Board Engagement: Is ‘Give, Get or Get Off’ Really the Best Strategy?
Based on a presentation by Jeanne Jachim, Vice President, Virginia Mason & President, Virginia Mason Foundation at the 2018 AHP Annual International Conference in San Diego.
In 2014, the Virginia Mason Foundation had a board problem. Board meeting attendance was low – with less than half of members present at meetings – there was little discussion of philanthropy and the board felt that the fundraising process should be left entirely to staff.
They had a “give, get or get off” policy, but it was largely ineffective. While all board members gave, fewer than half reached the minimum annual threshold of $2,500. Just 20 percent were actively involved in raising funds. Yet no one was leaving the board. They were comfortable with the inactivity.
Jeanne Jachim, vice president, Virginia Mason & president, Virginia Mason Foundation, began by holding individual conversations with each board member. She asked each one about their vision for the foundation’s future and offered them two choices: Plan A would maintain the current state of the board, while Plan B would create a new pathway to change and engagement. Unanimously, board members agreed a change was needed.
Change began as Jachim developed the foundation’s first strategic plan. The plan included not only contextual information, such as why the foundation exists, but also defined roles and responsibilities for board members.
To help refocus the board around philanthropy, the plan outlined a detailed path for the foundation’s growth, including specific metrics and a timeline with concrete deliverables so the board could measure progress. The amount of funds raised by the board became one of the primary measurements for success.

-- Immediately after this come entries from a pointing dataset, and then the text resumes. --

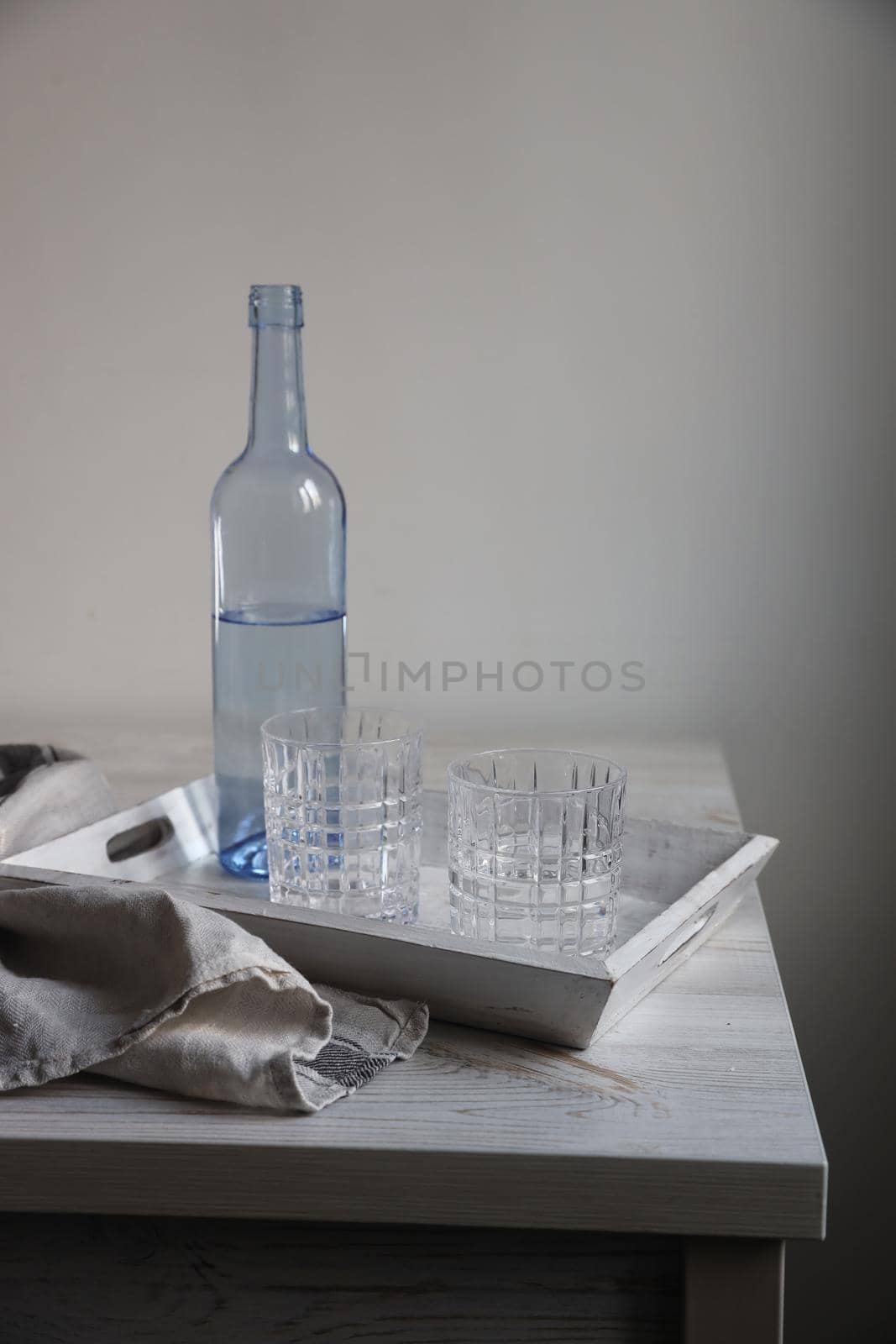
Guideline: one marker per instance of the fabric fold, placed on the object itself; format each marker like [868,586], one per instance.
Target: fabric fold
[139,985]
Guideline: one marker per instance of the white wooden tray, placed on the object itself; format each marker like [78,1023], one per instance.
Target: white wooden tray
[679,885]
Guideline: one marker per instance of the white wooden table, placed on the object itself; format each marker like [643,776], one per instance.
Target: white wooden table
[658,1171]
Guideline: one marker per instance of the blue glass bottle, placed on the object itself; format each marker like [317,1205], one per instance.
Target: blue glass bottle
[278,553]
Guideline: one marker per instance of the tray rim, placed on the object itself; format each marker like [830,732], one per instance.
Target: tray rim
[752,853]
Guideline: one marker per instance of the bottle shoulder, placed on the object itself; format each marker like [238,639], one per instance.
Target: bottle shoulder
[300,483]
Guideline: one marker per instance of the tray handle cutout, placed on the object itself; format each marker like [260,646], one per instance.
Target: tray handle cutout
[136,840]
[689,933]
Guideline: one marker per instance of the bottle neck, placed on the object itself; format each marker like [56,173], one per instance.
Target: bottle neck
[277,401]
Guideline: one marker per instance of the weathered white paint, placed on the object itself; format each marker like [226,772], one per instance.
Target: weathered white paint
[689,1116]
[678,880]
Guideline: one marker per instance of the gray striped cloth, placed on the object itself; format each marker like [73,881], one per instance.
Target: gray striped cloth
[130,983]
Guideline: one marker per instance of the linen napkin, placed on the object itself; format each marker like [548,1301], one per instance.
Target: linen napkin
[47,792]
[155,991]
[134,984]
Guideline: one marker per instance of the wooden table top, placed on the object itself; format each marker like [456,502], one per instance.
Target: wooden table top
[691,1116]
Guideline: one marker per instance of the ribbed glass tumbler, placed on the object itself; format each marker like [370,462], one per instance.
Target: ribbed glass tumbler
[343,811]
[535,848]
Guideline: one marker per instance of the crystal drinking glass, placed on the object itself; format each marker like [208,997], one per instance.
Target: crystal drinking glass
[343,811]
[535,848]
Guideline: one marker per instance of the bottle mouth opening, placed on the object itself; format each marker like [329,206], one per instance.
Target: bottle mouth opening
[275,306]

Jachim also led the Virginia Mason Foundation board through an exploration of the ideal makeup for the board. At the time the strategic plan was launched, the 13-member board was primarily male, primarily retired and many had “aged out” of their community connections. Following the new strategic plan’s launch, a few board members chose to step down, mostly due to age. In seeking their replacements and trying to expand the board, Jachim sought potential members with at least two of the four traits that Jerry Panas, a luminary of the fundraising world, has identified as critical for effective board members: work, wealth, wisdom and wallop (or community influence).
Over the next two years, the foundation board nearly doubled in size to 25 members. Board recruitment became a topic on every meeting agenda. Regular discussion of the board’s role and the qualities needed in new members gave the existing board a better understanding of their function.
Achieving buy-in on the strategic plan and expanding the board to 25 were strong first steps, but Jachim’s next challenge was to keep the momentum going. She implemented four tactics to help board members remain engaged.
- Added board social time. The Virginia Mason Foundation began holding a cocktail reception at the end of one board meeting a year, so board members could get to know each other in a relaxed, social setting. This has become their best-attended board meeting of the year, and board members have begun asking for more frequent social events.
- Created a committee structure. Each board member was asked to participate on one of three committees: major gifts, corporate or audience development. All three committees have made an impact. The audience development committee launched a young professionals group, while the major gift committee took the lead in promoting a lifetime giving society.
- Established annual 1:1 meetings with foundation president and board members. Jachim schedules 30-minute individual conversations with board members each year. “It allows me to get a read on what they’re thinking about and allows them to talk about things that bother them that they wouldn’t share in a large group or things that they really like,” she said. “These have been stellar conversations for me.”
- Remained open to opportunity. Don’t automatically shut down a board member’s idea, even if it is outside the parameters of your plan. “If you pull that string, it can take you to places you haven’t been,” Jachim said. “I work hard to never say ‘No, why would we do that,’ but shift to talking about it.”
Since implementing these changes, the Virginia Mason Foundation has seen a dramatic increase in board engagement. Committees are successfully identifying prospects and moving them along the pathway toward solicitation. Board members are successfully participating in cultivation and stewardship activities.
So does a “give, get or get off” policy make sense? It’s a good framework, but to be most effective, it should be combined with purposeful engagement, a clear vision and tools for success in philanthropy.
Your board can be one of your most valuable assets when it comes to raising money. It’s worth the time and effort to ensure they are as effective as they can be.